Oh.  Well...I'm not a big Petsmart fan anyway to be honest. Their prices are a good 10-20% higher there than any of the other pet stores around here...but I've heard that's just the opposite in other places. 

The biggest problem I have is this one woman who does the fish section who knows almost nothing about fish...and keeps trying to sell me massively overpriced moss balls, lol! I mean, every time I'm in there and I see her, she has to point out the balls and tell me, AGAIN, how "awesome" they are.
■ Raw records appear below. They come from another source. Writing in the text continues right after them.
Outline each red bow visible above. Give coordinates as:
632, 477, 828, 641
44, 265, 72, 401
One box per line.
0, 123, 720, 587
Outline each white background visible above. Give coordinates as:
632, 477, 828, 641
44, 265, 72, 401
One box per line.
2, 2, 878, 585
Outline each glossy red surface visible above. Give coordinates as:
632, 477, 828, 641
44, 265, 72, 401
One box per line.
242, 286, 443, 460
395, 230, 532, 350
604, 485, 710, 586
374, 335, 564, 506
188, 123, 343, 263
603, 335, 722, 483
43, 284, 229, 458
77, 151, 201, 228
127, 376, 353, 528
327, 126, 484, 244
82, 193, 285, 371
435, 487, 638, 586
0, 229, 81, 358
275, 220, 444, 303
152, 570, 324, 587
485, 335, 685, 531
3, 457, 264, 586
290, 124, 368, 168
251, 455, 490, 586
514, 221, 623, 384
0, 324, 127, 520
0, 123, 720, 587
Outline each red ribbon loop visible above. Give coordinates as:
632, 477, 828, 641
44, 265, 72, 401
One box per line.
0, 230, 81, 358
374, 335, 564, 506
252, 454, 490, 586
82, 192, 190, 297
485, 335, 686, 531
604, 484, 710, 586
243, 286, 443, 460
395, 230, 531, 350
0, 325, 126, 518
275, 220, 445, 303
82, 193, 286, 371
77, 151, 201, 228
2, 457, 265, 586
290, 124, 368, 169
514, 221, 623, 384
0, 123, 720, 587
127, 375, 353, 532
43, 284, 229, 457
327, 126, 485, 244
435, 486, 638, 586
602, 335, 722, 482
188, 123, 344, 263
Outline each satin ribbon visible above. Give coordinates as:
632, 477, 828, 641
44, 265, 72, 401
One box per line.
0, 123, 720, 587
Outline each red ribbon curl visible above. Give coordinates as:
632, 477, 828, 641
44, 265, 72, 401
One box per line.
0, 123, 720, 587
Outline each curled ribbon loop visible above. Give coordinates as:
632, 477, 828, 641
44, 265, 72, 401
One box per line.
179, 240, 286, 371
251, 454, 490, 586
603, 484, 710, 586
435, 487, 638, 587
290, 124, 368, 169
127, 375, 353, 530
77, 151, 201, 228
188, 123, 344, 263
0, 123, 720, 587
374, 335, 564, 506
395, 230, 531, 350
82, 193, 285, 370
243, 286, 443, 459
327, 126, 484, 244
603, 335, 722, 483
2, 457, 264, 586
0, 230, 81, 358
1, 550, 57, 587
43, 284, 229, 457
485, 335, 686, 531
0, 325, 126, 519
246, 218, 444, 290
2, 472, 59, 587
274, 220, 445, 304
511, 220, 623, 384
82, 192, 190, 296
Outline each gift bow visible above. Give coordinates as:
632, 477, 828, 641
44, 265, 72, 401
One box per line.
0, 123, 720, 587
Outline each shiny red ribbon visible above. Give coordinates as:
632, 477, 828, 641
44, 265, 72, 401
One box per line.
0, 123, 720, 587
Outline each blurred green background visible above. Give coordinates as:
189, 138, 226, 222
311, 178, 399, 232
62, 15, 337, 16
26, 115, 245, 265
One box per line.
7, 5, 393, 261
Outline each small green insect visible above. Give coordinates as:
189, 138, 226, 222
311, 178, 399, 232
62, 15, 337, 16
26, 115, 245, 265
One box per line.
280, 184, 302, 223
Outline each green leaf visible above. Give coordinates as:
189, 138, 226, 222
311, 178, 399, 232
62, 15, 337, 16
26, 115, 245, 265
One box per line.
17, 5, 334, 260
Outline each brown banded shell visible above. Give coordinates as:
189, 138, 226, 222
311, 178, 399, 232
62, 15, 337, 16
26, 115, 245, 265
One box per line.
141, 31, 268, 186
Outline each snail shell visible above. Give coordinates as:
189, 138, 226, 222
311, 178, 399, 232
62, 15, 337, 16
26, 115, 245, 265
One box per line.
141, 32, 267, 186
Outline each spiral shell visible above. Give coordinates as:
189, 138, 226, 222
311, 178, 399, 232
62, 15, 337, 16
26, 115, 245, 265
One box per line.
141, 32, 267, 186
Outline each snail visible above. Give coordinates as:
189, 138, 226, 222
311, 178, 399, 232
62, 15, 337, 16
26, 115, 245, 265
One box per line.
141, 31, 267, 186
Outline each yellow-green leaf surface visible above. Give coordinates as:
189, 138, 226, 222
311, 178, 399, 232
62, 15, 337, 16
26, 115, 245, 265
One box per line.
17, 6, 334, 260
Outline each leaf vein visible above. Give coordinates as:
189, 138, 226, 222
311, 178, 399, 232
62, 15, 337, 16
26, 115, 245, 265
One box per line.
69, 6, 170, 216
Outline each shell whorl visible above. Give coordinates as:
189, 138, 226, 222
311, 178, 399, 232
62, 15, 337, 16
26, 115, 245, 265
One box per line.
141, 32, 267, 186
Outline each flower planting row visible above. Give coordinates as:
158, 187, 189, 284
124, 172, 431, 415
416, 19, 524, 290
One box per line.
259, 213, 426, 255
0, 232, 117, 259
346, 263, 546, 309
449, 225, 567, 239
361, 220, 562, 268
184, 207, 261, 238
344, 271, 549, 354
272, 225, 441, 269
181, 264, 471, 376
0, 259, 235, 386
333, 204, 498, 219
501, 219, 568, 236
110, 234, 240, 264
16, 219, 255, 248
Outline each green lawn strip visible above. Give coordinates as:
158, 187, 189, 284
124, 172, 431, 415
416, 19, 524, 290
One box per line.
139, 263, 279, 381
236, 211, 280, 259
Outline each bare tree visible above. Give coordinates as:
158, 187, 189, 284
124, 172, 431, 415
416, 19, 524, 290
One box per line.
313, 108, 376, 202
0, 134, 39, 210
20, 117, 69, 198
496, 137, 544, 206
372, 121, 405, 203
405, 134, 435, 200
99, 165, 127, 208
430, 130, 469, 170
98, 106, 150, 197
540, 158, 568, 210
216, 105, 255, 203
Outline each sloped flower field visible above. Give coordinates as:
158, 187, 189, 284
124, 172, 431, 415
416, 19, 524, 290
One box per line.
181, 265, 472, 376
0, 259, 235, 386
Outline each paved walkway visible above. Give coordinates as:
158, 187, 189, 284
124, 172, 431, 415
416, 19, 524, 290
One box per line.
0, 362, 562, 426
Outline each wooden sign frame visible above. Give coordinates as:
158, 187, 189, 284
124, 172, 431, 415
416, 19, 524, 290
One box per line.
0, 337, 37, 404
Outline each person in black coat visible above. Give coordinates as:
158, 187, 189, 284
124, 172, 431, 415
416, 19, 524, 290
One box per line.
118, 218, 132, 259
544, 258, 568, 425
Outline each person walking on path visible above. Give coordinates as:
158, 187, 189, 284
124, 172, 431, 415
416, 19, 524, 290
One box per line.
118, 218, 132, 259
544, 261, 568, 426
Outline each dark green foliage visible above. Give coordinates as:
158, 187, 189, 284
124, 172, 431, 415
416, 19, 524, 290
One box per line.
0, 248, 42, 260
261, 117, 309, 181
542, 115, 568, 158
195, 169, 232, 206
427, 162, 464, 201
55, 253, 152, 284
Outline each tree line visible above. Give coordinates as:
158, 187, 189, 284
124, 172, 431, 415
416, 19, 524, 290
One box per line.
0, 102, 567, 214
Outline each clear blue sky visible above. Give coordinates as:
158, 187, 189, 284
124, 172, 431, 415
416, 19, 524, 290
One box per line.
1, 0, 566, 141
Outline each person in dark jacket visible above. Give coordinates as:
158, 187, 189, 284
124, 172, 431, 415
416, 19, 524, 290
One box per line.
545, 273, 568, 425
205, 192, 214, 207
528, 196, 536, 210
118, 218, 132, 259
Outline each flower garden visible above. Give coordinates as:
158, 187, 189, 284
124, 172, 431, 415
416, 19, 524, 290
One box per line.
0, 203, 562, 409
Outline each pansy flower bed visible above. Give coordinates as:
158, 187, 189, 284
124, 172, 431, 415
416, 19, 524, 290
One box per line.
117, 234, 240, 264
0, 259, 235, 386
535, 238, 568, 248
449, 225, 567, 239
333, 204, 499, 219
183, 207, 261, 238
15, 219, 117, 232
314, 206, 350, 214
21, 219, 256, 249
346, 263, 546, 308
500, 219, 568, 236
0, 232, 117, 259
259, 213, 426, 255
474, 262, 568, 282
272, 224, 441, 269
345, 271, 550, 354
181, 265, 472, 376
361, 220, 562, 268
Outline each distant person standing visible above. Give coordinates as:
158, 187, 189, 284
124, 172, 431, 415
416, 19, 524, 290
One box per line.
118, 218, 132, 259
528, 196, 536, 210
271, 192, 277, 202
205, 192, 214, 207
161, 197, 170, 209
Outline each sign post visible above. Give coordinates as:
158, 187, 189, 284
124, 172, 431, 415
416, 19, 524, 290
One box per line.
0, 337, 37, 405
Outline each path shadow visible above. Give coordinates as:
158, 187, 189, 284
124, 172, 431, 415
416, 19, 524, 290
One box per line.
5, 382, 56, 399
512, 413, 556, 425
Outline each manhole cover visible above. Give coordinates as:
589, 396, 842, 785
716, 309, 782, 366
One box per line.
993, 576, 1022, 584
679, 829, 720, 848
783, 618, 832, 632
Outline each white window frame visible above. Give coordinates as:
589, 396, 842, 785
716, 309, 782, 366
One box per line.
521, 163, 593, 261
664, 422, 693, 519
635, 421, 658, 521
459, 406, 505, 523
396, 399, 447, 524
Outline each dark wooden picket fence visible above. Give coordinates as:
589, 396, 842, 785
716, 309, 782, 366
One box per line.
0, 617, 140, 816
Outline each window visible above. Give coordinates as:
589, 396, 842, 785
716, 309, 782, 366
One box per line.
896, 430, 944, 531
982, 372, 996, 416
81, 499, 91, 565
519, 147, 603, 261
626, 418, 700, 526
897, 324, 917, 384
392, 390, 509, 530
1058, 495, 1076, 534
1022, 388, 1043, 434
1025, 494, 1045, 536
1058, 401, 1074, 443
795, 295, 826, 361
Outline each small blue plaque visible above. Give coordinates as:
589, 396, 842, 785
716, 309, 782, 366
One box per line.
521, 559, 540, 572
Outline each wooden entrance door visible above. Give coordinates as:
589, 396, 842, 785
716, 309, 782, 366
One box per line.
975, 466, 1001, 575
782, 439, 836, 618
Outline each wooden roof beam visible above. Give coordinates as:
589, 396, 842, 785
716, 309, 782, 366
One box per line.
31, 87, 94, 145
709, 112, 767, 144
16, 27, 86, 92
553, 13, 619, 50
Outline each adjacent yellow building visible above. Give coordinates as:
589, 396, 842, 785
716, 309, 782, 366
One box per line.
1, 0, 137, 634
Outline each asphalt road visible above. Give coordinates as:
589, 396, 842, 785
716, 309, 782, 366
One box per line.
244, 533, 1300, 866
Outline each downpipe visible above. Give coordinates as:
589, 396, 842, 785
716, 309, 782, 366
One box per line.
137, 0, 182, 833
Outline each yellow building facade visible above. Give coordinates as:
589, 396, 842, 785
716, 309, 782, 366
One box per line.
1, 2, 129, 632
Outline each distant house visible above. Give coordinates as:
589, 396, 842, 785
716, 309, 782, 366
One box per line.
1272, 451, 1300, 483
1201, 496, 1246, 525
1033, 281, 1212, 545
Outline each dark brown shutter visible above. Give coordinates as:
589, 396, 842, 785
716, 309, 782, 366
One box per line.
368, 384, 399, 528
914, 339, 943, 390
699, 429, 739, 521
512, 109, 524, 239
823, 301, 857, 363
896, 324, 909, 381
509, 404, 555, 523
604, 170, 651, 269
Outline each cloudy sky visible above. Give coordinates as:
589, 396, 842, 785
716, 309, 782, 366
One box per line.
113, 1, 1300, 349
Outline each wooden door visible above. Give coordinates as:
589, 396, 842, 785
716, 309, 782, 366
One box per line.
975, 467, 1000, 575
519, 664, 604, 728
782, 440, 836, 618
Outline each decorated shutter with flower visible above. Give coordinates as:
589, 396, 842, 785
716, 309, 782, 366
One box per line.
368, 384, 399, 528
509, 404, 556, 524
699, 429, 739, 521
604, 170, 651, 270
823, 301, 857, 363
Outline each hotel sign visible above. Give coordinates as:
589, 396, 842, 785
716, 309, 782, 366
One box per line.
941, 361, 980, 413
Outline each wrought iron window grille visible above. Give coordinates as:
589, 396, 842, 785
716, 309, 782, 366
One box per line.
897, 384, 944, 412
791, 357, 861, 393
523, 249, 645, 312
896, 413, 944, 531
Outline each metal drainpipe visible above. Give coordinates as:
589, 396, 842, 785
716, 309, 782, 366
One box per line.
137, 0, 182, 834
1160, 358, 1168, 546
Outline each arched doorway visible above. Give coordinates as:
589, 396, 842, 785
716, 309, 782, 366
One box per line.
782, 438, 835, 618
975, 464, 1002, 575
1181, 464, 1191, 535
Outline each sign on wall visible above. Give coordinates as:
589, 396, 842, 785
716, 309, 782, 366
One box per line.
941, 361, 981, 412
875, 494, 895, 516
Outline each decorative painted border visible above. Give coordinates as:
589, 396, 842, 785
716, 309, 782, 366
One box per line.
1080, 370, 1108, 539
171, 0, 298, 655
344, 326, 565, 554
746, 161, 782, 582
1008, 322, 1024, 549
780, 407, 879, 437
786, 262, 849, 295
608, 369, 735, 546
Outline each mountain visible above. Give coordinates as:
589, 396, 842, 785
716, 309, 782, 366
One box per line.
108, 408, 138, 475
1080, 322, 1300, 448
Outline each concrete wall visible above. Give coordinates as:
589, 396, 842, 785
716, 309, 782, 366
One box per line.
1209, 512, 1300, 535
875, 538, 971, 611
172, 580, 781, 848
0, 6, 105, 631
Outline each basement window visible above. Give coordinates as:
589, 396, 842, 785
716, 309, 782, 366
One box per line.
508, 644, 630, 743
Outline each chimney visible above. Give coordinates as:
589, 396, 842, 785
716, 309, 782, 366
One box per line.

I mean, seriously woman...I DON'T WANT YOUR MOSS BALLS!  It's to the point that I almost won't go in there anymore...just because I'm so tired of hearing about those dang balls! LOL!  

(Nothing against marimo moss balls, they're awesome, but when I can get one double the size, healthier, and only 2$ more at a LFS up the road...I'm just NOT going to purchase yours. )


----------



## jadaBlu (Feb 14, 2013)

My petsmart sell them for like $7 a piece I like them but that is alot. Petco sells bettas much cheaper but their fish have not been as pretty lately. Petsmart isn't much betta'. However, they have plakats and Petco does not. I found a pretty white guy there with some blue marbling.


----------



## PetMania (Mar 28, 2013)

Ugh, I have to pay the $7 because that is the only place I can get them without paying shipping. But I will start growing and selling my own, so it will pay for itself in the end.


----------